A Embracer Group detalhou melhor o que pretende fazer com suas grandes franquias depois da reestruturação anunciada esta semana. A companhia afirmou que a nova gestora de suas principais IPs — a futura Fellowship Entertainment — vai “explorar mais ativamente” parcerias externas para séries como Legacy of Kain, Saints Row, Deus Ex e TimeSplitters, entre muitas outras.
Na quarta-feira, a Embracer confirmou seus planos de se dividir em duas empresas públicas a partir do ano que vem, com a Fellowship Entertainment assumindo o papel de nova “casa” de IPs como Tomb Raider e The Lord of the Rings, além de outras franquias de peso. Como parte desse processo, a Fellowship vai criar uma nova unidade de negócios focada em licenciamento de IP, com o objetivo de aumentar a receita permitindo que parceiros externos usem suas marcas em jogos, filmes e outras áreas de entretenimento.
Em carta aos acionistas, Lars Wingefors, presidente do conselho da Embracer Group, explicou que a Fellowship vai intensificar o trabalho com parceiros em torno de suas muitas IPs. Isso inclui tanto as franquias mais famosas quanto marcas que hoje estão mais adormecidas.
De um lado, estão as gigantes de sempre, como:
- Tomb Raider
- The Lord of the Rings / Middle-earth
- Metro
- Dead Island
Wingefors também citou IPs AAA importantes que, segundo ele, têm grande potencial para novos investimentos e parcerias, como:
- Kingdom Come: Deliverance
- Dead Island
- Darksiders
- Remnant
- a série licenciada Metro
Mas o plano não para nas “cabeças de cartaz”. Ele diz que, além das maiores IPs, a Fellowship vai explorar de forma mais ativa parcerias externas em torno de um catálogo de outras marcas bem conhecidas, incluindo:
- Saints Row
- Legacy of Kain
- Deus Ex
- Red Faction
- The Mask
- Thief
- TimeSplitters
e “muitas outras”.
Na prática, isso significa que a nova empresa estará aberta a licenciar essas marcas para outros estúdios e produtoras, em vez de depender apenas de desenvolvimentos internos. A ideia é multiplicar as oportunidades de novos projetos usando IPs que, em alguns casos, estão paradas há anos.
Outro ponto importante é o papel da Dark Horse. Wingefors confirmou que a empresa passará a operar dentro da nova unidade de IP & Licensing da Fellowship. Com um histórico longo de coproduções de filmes e séries com parceiros em Hollywood, a Dark Horse deve ser peça-chave para levar mais dessas franquias para cinema e TV, em iniciativas transmedia.

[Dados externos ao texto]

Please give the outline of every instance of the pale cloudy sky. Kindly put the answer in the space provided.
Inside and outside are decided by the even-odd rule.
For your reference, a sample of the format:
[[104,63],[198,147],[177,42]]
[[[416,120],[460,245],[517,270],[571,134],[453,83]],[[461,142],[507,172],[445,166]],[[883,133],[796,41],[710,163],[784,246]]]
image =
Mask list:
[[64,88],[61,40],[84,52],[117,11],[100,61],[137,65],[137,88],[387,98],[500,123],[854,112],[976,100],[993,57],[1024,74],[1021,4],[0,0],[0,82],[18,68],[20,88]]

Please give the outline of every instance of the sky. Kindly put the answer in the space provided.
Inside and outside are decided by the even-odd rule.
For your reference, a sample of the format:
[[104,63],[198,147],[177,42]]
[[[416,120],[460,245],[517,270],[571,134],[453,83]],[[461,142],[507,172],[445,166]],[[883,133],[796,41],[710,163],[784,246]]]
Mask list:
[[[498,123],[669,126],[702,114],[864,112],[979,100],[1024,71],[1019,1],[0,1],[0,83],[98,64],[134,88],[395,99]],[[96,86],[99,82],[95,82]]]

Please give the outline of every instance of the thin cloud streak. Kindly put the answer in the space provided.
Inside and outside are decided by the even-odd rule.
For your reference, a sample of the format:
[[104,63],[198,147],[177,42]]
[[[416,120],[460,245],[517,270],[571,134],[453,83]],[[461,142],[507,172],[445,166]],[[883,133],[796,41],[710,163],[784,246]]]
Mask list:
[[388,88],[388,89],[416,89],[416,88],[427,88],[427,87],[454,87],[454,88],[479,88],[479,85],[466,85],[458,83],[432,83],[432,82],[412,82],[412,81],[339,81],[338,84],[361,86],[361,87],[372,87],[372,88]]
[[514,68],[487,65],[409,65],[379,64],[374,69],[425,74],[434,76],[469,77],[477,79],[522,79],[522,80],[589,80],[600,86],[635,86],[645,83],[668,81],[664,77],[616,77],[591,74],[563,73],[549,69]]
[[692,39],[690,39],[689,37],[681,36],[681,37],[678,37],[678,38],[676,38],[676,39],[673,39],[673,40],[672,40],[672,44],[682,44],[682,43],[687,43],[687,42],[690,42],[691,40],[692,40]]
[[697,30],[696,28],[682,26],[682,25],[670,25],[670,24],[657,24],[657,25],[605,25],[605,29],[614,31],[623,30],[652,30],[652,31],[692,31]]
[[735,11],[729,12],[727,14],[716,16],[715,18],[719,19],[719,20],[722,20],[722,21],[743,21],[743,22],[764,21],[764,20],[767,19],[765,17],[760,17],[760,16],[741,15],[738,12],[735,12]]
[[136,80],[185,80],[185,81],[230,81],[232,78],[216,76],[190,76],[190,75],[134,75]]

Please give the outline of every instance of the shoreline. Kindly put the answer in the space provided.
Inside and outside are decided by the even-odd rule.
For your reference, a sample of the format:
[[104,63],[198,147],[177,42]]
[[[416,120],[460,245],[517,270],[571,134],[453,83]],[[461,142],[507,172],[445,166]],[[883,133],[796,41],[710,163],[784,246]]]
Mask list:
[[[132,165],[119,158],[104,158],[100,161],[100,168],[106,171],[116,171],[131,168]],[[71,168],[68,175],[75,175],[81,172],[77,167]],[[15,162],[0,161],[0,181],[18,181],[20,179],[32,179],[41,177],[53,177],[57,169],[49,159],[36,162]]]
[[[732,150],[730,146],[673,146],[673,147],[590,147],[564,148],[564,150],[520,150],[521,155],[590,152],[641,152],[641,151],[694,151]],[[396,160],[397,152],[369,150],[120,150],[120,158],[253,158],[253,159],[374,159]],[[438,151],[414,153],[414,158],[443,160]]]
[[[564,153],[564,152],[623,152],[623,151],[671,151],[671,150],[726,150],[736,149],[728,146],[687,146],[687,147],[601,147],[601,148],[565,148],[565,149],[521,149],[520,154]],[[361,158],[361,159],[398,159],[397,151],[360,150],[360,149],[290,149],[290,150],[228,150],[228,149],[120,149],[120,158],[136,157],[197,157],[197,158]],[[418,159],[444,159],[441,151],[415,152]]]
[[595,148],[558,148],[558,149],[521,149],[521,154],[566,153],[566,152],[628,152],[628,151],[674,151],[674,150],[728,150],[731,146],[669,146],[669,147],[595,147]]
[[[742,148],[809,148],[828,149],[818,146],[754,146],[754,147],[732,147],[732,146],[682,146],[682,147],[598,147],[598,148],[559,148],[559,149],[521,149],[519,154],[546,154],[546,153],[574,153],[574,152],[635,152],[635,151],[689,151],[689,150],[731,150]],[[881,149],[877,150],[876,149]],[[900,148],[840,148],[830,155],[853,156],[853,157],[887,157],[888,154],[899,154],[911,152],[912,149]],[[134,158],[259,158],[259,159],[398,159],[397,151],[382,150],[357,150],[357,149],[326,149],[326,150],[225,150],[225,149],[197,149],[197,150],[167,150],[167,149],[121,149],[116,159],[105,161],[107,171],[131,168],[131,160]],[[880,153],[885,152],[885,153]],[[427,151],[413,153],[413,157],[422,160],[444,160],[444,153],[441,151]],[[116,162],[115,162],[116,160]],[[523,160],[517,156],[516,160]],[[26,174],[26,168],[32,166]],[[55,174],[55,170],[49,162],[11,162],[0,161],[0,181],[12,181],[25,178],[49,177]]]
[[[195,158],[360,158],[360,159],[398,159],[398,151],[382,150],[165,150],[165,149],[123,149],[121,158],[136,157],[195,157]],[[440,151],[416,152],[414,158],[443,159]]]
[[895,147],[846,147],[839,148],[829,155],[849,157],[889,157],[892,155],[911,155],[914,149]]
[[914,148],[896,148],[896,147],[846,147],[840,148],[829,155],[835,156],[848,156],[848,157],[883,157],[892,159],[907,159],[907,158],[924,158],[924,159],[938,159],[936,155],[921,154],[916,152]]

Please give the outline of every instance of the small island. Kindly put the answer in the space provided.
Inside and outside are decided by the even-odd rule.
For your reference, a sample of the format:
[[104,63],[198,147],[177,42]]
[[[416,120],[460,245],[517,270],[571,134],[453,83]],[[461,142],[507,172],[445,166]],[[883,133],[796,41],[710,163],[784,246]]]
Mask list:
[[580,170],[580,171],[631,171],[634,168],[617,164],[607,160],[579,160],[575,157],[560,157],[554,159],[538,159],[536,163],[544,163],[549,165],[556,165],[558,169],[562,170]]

Esse movimento chama atenção justamente porque a própria Embracer foi responsável por cancelar projetos e fechar estúdios ligados a algumas dessas IPs. O reboot de TimeSplitters, que estava sendo desenvolvido pelos criadores originais da série, foi cancelado. O estúdio de Saints Row foi fechado em meio ao corte de custos. E um novo jogo de Deus Ex também teria sido cancelado, segundo relatos.
Por outro lado, há sinais de vida em algumas dessas marcas. Legacy of Kain, por exemplo, voltou a aparecer recentemente: a Crystal Dynamics lançou um remaster e um novo spin-off 2D, mostrando que ainda existe interesse — tanto da empresa quanto da comunidade — em revisitar esse universo.
O recado da Embracer com a criação da Fellowship e dessa nova unidade de licenciamento é claro: em vez de deixar IPs valiosas pegando poeira, a companhia quer transformá-las em oportunidades de negócio com parceiros mundo afora, seja em novos jogos, seja em filmes, séries ou outros formatos de mídia, tentando extrair mais valor de um catálogo enorme e historicamente subaproveitado.